My score for The Colony: 26.

The film suffers from seemingly uninvolved director Jeff Renfroe, but the woes don’t stop there. The characters are like paper-thin napkins trying to conceal a clearly soiled table and no acting prowess is unfurled for something that is this much of a shenanigan. That, along with some blatant foul plot points, makes The Colony a “wow, just wow” burrito of unprocessed ingredients.

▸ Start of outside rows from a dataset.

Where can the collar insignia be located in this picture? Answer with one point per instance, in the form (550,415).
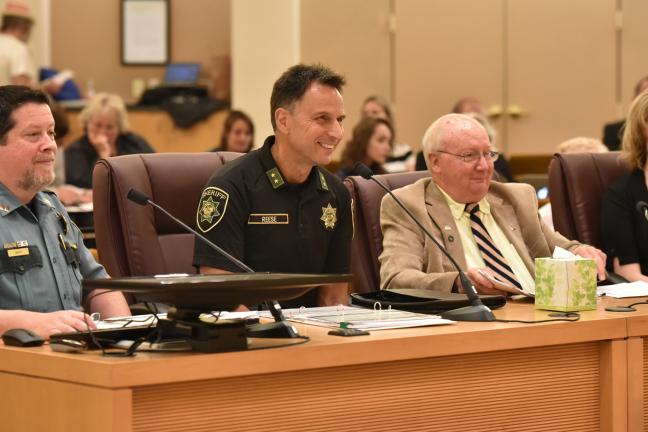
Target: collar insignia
(276,180)
(329,216)
(323,181)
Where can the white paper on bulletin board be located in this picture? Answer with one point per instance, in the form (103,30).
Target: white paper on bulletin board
(145,31)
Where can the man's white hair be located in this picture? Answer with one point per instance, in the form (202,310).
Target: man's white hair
(437,134)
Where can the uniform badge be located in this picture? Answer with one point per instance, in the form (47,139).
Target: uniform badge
(212,208)
(329,216)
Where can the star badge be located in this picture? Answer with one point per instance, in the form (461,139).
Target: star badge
(329,216)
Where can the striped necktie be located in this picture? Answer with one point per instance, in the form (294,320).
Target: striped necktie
(492,256)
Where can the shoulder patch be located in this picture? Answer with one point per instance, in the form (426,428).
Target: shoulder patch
(211,208)
(276,180)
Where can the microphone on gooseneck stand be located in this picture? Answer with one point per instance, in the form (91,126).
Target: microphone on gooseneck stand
(476,311)
(642,208)
(280,328)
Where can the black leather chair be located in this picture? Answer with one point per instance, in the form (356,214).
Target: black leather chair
(367,239)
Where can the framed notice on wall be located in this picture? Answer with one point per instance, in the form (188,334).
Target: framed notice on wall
(144,32)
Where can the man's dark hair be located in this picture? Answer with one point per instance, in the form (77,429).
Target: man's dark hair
(13,97)
(291,86)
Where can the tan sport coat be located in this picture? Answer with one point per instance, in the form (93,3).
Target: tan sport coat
(411,260)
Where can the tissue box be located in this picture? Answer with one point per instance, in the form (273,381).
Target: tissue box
(565,284)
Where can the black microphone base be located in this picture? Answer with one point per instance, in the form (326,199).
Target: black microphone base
(470,313)
(278,329)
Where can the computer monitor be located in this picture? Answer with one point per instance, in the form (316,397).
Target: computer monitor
(182,73)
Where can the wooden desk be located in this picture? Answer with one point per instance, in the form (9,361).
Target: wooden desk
(461,377)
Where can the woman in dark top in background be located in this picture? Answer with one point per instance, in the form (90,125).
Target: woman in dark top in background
(238,133)
(371,144)
(105,125)
(624,228)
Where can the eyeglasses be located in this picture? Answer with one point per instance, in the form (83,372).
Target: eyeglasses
(472,157)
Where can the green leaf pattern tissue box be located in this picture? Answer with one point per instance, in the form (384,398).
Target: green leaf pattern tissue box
(565,284)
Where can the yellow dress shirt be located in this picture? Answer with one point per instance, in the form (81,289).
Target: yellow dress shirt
(471,251)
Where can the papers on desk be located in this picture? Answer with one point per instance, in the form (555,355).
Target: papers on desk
(80,208)
(149,319)
(360,318)
(623,290)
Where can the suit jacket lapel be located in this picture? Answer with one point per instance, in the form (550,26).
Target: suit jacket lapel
(443,222)
(506,219)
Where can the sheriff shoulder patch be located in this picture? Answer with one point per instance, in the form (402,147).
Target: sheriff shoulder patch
(329,216)
(212,208)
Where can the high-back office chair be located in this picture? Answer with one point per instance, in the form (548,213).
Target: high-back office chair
(134,240)
(577,183)
(367,238)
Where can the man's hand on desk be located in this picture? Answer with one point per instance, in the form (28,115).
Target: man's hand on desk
(482,284)
(47,324)
(598,256)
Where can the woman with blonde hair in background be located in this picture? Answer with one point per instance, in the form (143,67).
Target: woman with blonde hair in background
(371,144)
(624,226)
(238,133)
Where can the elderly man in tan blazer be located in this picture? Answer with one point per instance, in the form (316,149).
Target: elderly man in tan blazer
(491,229)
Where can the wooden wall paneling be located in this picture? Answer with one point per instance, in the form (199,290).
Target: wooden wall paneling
(476,392)
(637,349)
(634,62)
(561,71)
(93,408)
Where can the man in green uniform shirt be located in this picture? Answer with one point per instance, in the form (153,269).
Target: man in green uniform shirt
(275,208)
(42,256)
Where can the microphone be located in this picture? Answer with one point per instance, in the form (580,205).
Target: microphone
(280,328)
(476,311)
(642,208)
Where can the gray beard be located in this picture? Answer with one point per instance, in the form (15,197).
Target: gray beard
(32,183)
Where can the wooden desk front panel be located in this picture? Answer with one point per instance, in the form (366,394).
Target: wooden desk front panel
(555,388)
(162,134)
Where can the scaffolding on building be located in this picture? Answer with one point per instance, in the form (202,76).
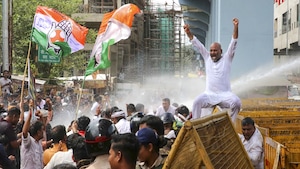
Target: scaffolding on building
(162,39)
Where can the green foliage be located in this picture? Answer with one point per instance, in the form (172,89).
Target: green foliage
(23,14)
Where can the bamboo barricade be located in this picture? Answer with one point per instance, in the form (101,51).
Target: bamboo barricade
(210,142)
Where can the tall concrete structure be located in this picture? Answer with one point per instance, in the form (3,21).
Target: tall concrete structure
(286,29)
(211,20)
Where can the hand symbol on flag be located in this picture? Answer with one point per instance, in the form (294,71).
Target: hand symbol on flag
(58,33)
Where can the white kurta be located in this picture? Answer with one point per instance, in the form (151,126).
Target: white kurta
(254,148)
(218,89)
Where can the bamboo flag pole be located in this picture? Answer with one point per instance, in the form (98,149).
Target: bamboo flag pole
(23,82)
(80,94)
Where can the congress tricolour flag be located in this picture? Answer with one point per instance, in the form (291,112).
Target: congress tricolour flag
(115,26)
(56,33)
(31,83)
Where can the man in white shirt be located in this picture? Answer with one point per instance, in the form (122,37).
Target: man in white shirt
(217,67)
(61,157)
(96,104)
(253,143)
(31,147)
(166,107)
(122,125)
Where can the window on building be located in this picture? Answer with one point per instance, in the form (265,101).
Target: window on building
(298,15)
(284,23)
(275,27)
(289,21)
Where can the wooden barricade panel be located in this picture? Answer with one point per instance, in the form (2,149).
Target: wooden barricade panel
(213,139)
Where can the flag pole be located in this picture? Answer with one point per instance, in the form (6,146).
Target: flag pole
(80,94)
(23,82)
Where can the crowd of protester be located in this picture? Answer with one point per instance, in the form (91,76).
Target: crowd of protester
(103,135)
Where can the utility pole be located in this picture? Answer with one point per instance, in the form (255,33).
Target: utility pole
(5,37)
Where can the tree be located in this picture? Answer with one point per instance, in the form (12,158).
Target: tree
(23,14)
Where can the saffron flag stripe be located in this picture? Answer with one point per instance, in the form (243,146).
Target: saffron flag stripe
(117,28)
(57,33)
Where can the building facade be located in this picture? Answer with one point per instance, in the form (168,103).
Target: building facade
(286,30)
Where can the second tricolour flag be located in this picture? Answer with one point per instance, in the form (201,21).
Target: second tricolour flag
(56,33)
(115,26)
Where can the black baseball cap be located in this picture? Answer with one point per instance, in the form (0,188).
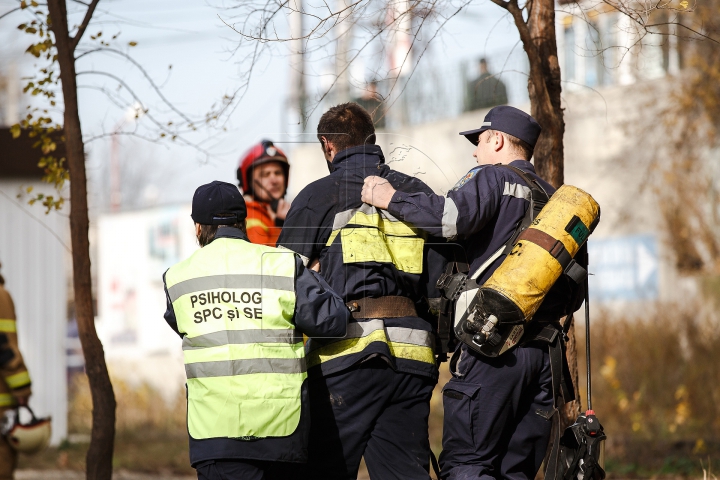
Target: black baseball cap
(218,203)
(509,120)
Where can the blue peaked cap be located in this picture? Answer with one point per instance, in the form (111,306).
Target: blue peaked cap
(509,120)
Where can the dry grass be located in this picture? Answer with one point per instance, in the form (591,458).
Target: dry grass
(656,386)
(151,435)
(656,389)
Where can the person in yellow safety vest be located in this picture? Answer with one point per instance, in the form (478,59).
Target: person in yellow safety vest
(241,310)
(15,384)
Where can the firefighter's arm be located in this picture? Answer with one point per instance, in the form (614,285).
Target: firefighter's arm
(306,228)
(319,311)
(169,310)
(465,210)
(13,370)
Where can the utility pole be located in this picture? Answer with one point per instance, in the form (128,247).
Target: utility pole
(298,93)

*SPOILER ALERT* IF YOU DON’T WANT THE MOVIE SPOILED, STOP READING!!!

*SPOILER’S EDITION*

Now let’s talk about these failing plot points!

The colony receives an S.O.S from another colony that they’ve been keeping in radio contact with since this all started. Sam, Briggs and another character of zero importance leave the colony and go on a one and half day journey to rescue those who may still be left and discover what all went wrong.

And the big reveal is: cannibals. Yep, that’s it. Just cannibals. No crazy monsters or aliens or a disease or arctic zombies or rabid animals. Just cannibals. Feeling the letdown already.

How the cannibals got there is sketchy too. A signal is sent over the airways that a heat spot has begun. This random dude on the camera shows that there’s soil and of course if there is soil, that means there’s a chance for new life. So this colony, colony 5, led an expedition to where the signal originated and the search party never returned. The cannibals found their tracks in the snow and followed them back to the colony where they proceeded to kill everyone.

Of course, one major flaw with that: IT IS POURING SNOW ALL DAMN DAY 24/7! Unless those cannibals were able to track miles in less than an hour, they would have lost the trail and frozen to death, which also makes you wonder where they were before this illogical convenience dropped itself into their lap but I guess that’s not important.

So the character of zero importance is killed by the cannibals and Sam and Griggs escape through a large windpipe the size of a coaling factory exhaust  cone and drop a bunch of dynamite down there so they can’t follow. They take shelter in the night inside a medical evacuation helicopter next to a bridge to get to the other side of a thousand foot drop canyon. Keep in mind it is pouring down snow hardcore and it’s freezing. Sam and Briggs have passed many people frozen to death in the snow.

The next morning they wake up, come outside and pull out their binoculars and look at that, here come all the cannibals.

IT HAS BEEN A SNOWSTORM ALL NIGHT LONG, IT’S BEEN PITCH BLACK AND YOU DON’T HAVE ANY DAMN FLASHLIGHTS!!! Does a lust for human flesh make you nocturnal?! Like, what?! It’s also important to mention that if you’re a cannibal, apparently you can’t speak because there’s no dialogue spewing out of any of these guys and the leader is bald and doesn’t wear a hat. I don’t care if you think that’s cool or not, producers, that guy’s freezing to death.

Briggs gets Sam to the other side of the bridge and then sacrifices himself, demolishing the bridge with a stick of dynamite.

Sam gets back to the colony and the cannibals somehow track him. I guess they just long jumped that 100+ foot gap but at this point, who really cares?